What are you afraid of?
Like really afraid of…?
Far too often I’m afraid of what people think. It paralyzes me…leaves me unable to move. So…I retreat…leaving life to pile up while I ignore it…ready to greet me in all its vigor when I’m forced to face it.
I’d been avoiding several situations over the past few months…hoping they’d go away…and I finally realized last week that they aren’t going anywhere and I’d have to deal with it.
I was really scared…
…mostly because I was afraid that I’d look bad…
…or that I wouldn’t be good enough.
God reminded me this morning that it doesn’t really matter what other people think. As long as I’m going about life in the way that I believe He’s directing me…I’m okay.
He’s got my back.
Done!
I was listening to the radio this morning and Natalie Grant’s “Your Great Name” came on…
“Every fear; has no place; at the sound of Your Great Name
The enemy; he has to leave; at the sound of Your Great Name”
Hearing this reminded me of how rediculous it is for me to fear the things I do. My fear has no place when Jesus in involved! The only thing I need to fear is dishonoring Him and if I’m not doing that…He’s more than capable of handling it!

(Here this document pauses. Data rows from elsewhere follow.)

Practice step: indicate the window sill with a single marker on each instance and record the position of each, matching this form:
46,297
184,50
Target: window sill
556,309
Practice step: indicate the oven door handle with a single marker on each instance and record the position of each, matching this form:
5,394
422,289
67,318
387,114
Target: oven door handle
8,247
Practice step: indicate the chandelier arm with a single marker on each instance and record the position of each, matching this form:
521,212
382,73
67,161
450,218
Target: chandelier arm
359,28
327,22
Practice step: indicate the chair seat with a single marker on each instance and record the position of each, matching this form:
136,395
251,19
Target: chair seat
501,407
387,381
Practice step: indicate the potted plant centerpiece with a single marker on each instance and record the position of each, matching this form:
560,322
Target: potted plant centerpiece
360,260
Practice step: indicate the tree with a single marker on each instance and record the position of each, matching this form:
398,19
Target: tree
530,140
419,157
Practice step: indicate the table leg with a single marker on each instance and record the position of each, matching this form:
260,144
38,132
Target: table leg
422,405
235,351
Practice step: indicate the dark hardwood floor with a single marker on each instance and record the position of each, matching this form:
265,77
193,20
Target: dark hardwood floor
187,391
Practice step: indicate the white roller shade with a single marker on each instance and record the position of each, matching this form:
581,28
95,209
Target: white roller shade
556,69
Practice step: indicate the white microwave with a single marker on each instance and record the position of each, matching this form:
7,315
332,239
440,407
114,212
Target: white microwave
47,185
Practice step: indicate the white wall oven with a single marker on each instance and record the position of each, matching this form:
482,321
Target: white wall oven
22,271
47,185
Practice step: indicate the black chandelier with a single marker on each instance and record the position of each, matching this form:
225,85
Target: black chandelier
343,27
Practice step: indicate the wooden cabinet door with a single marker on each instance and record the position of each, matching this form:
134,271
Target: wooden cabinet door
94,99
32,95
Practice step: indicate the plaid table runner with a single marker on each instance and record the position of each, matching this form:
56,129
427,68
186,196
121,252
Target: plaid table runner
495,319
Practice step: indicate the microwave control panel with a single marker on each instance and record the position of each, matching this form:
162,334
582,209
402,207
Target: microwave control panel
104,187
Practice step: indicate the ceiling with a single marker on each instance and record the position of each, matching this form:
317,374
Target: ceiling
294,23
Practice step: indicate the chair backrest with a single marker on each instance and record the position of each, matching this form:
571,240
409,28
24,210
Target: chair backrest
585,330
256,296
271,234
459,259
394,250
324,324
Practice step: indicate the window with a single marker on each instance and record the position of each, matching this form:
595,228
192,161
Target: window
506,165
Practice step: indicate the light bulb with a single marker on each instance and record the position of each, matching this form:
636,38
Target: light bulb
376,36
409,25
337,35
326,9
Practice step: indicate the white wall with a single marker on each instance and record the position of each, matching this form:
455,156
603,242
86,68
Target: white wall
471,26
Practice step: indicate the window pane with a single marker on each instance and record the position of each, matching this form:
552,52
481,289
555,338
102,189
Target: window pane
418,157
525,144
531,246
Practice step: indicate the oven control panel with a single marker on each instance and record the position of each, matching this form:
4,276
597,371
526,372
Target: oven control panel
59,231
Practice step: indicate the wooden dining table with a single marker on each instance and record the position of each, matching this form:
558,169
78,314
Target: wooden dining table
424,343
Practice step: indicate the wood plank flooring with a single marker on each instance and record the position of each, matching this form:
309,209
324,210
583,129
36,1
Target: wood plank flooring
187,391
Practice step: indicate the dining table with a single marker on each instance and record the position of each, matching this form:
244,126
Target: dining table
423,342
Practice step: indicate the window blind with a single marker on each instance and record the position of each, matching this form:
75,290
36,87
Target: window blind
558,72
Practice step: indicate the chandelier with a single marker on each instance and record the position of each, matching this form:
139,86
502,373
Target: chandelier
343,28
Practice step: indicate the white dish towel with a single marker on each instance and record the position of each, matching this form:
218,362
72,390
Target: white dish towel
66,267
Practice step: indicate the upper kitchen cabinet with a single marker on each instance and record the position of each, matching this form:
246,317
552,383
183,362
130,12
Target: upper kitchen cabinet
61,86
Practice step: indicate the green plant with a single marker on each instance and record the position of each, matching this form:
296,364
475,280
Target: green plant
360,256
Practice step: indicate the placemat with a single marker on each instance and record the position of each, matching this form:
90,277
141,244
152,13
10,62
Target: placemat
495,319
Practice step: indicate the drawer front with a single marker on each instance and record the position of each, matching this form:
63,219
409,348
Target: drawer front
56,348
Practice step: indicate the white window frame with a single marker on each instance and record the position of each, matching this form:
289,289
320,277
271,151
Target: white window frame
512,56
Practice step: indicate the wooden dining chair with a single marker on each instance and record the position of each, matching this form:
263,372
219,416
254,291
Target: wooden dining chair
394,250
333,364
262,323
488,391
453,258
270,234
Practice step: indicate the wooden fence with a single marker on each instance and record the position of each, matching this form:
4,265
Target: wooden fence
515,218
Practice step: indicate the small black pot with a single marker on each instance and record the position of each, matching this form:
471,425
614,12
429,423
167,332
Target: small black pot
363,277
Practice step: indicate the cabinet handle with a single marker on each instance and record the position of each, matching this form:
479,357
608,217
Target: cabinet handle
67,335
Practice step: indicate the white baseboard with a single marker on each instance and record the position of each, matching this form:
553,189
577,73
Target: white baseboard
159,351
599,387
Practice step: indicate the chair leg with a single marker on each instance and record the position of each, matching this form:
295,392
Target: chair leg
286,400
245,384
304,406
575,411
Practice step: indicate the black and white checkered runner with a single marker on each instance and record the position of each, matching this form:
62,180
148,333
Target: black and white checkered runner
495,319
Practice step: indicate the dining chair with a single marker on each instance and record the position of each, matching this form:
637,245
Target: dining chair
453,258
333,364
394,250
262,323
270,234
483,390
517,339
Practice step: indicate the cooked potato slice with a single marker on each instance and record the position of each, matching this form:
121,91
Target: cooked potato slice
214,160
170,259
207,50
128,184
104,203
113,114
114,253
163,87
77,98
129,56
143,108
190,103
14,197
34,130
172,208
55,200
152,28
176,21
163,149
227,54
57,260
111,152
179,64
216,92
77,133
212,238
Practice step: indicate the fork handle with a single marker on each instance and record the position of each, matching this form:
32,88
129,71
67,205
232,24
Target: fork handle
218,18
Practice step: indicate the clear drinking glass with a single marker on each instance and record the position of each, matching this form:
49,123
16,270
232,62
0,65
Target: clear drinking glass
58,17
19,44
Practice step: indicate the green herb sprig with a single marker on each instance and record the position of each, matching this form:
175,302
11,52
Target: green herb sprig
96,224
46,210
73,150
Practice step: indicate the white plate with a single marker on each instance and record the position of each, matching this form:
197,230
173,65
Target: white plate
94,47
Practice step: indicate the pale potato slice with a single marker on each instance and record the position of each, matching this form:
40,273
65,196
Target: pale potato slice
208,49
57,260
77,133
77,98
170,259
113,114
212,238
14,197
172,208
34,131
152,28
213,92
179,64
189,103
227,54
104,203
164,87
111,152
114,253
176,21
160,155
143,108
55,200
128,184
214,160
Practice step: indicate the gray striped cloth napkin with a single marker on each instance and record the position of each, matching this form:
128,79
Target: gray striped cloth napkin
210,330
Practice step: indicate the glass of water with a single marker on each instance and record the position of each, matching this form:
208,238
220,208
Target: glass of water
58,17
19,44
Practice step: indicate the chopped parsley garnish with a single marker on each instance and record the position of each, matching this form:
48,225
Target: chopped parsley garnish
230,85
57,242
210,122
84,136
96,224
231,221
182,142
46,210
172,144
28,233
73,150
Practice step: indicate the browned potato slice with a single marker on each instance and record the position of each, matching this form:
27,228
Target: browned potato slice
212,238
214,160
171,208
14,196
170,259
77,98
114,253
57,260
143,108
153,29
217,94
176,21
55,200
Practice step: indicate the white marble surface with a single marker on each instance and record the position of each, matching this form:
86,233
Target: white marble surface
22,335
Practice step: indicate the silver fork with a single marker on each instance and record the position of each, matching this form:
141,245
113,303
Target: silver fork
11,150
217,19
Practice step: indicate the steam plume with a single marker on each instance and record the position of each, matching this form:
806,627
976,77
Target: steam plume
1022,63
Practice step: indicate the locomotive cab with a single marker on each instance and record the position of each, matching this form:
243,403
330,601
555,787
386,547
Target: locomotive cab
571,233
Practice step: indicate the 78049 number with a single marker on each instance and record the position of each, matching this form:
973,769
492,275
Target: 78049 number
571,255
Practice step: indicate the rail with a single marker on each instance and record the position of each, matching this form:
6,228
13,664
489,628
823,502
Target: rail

I’m getting better at recognizing that the fear of have is not from Him. Its from Satan who is trying to destroy…and even he has to flee at the sound of Jesus’s name.
Good Stuff.
Oh, the energy we would safe if we would just remember the power that His Great Name holds…and the truth in His word…
He’s got this handled…
And He is GOOD!
PS. No Starbucks this morning…I saved my $3.16!